The launch, originally scheduled for Monday night in the United States, was postponed several times this week due to bad weather.
On Saturday, a SpaceX Falcon-9 rocket took of at 0648 GMT from the base at Vandenberg, California, before deploying several dozen satellites an hour later, including the Kenyan Taifa-1 (“Nation-1”, in the Swahili language).
Designed and developed by a team of Kenyan researchers, the satellite is intended to provide data for agriculture and environmental monitoring in Kenya, much needed in the East African country which is currently experiencing a historic drought.
In a joint statement last week, the Kenyan Ministry of Defence and the Kenya Space Agency touted “an important milestone” that should boost Kenya’s “budding space economy”.
“We have direct benefits from space exploration, we are going to be able to improve our food security,” Pattern Odhiambo, a KSA engineer who participated in the project, told AFP.

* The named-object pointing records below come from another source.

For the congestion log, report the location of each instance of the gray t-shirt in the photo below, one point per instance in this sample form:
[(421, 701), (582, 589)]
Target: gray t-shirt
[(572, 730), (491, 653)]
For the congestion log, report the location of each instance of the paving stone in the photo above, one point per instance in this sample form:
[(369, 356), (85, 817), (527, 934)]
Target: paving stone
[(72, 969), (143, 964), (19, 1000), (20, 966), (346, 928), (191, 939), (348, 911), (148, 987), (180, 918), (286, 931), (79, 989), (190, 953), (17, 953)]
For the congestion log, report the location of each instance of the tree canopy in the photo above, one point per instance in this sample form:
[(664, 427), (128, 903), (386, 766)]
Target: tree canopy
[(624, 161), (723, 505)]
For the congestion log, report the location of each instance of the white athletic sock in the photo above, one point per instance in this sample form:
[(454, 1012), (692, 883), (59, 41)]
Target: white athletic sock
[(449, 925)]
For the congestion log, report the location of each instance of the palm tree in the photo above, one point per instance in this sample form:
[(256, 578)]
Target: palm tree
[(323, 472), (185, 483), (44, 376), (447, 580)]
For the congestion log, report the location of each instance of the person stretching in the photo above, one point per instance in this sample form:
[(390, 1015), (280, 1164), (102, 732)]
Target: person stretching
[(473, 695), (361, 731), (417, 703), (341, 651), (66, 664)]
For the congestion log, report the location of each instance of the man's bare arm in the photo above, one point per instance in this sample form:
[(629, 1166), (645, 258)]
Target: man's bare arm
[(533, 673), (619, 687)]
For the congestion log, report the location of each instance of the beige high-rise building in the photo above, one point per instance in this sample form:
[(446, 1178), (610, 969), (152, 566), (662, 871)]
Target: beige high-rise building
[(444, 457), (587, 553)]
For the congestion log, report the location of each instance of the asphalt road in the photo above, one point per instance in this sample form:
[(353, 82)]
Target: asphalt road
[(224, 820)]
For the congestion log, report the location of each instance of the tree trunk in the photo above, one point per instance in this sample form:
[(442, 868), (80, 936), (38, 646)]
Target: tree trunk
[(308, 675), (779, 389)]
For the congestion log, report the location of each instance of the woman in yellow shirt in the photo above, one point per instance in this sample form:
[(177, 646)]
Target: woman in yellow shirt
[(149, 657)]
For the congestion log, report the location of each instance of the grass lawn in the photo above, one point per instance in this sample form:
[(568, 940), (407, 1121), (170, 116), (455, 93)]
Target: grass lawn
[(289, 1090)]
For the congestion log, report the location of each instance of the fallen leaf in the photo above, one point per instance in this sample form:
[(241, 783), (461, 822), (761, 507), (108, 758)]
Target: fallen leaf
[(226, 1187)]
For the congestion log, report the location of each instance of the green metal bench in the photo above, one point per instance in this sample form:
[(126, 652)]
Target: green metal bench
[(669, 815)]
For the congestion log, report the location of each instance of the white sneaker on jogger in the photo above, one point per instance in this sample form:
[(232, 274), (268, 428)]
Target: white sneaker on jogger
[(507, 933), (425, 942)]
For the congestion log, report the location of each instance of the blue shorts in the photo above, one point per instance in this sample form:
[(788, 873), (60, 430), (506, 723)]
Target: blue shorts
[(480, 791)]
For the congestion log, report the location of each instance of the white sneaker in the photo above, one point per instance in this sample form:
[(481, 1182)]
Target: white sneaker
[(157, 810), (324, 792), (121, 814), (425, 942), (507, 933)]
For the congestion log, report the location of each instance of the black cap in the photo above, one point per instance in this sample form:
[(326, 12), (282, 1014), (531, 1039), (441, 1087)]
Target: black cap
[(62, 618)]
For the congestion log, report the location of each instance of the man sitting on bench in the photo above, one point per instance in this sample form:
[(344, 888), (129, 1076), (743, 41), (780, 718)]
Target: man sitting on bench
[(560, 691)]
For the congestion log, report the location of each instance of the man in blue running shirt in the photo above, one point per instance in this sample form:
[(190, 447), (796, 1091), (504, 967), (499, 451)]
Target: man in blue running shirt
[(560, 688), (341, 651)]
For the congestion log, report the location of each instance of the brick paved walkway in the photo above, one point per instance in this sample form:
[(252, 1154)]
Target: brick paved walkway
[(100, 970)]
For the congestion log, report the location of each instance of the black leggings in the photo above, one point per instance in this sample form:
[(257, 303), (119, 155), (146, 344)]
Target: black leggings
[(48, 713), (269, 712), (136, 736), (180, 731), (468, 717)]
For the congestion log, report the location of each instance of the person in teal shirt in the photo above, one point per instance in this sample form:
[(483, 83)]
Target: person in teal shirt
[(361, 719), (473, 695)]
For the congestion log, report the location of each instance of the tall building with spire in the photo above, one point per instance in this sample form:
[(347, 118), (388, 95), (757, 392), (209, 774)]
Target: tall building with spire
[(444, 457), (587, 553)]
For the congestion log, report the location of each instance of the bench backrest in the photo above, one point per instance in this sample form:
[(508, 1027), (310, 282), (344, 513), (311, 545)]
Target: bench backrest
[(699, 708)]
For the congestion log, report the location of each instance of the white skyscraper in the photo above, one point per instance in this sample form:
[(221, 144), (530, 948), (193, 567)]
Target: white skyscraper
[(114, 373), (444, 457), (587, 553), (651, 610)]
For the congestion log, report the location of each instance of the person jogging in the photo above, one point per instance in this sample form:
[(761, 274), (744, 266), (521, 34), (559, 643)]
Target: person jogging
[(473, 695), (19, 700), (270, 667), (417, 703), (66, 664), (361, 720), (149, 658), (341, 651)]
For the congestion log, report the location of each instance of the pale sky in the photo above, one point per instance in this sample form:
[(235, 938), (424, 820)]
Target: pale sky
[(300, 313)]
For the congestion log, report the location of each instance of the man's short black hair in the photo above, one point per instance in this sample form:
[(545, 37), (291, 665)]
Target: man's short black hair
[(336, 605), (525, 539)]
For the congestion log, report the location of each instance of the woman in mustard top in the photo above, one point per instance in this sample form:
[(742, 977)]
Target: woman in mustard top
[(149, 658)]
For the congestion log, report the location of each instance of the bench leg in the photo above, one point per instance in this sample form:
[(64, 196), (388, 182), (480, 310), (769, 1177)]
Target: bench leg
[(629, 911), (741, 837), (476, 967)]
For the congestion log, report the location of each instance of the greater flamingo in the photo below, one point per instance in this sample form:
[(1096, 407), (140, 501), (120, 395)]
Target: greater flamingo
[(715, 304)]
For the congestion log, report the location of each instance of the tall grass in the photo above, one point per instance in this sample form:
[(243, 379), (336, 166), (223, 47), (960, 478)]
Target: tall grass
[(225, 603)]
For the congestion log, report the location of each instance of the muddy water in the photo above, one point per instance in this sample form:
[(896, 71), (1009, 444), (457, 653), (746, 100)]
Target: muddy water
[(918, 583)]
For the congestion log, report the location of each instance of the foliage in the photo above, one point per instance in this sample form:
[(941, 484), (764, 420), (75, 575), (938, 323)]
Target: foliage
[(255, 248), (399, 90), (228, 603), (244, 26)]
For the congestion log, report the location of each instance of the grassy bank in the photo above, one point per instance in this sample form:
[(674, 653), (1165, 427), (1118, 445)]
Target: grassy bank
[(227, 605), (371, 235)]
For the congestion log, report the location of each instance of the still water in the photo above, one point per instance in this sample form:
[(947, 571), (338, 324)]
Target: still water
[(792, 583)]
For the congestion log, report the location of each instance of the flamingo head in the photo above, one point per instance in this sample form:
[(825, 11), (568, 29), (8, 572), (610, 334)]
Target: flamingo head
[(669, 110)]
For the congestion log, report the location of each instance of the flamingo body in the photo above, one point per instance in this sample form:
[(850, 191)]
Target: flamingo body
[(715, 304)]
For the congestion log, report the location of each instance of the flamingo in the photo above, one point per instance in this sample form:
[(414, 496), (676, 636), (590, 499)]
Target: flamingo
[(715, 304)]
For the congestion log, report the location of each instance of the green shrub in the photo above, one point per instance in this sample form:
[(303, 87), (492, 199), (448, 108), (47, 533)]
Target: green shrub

With the satellite’s multispectral camera images, “we will be able to have high-quality earth observation data, this will help us predict crop yield,” he explained.
Kenya sent its first nano-satellite into space in 2018.
As of 2022, more than 50 African satellites have been sent to space, according to Space in Africa, a Nigerian company that tracks African space programmes.
Egypt was the first country on the continent to send a satellite into space in 1998.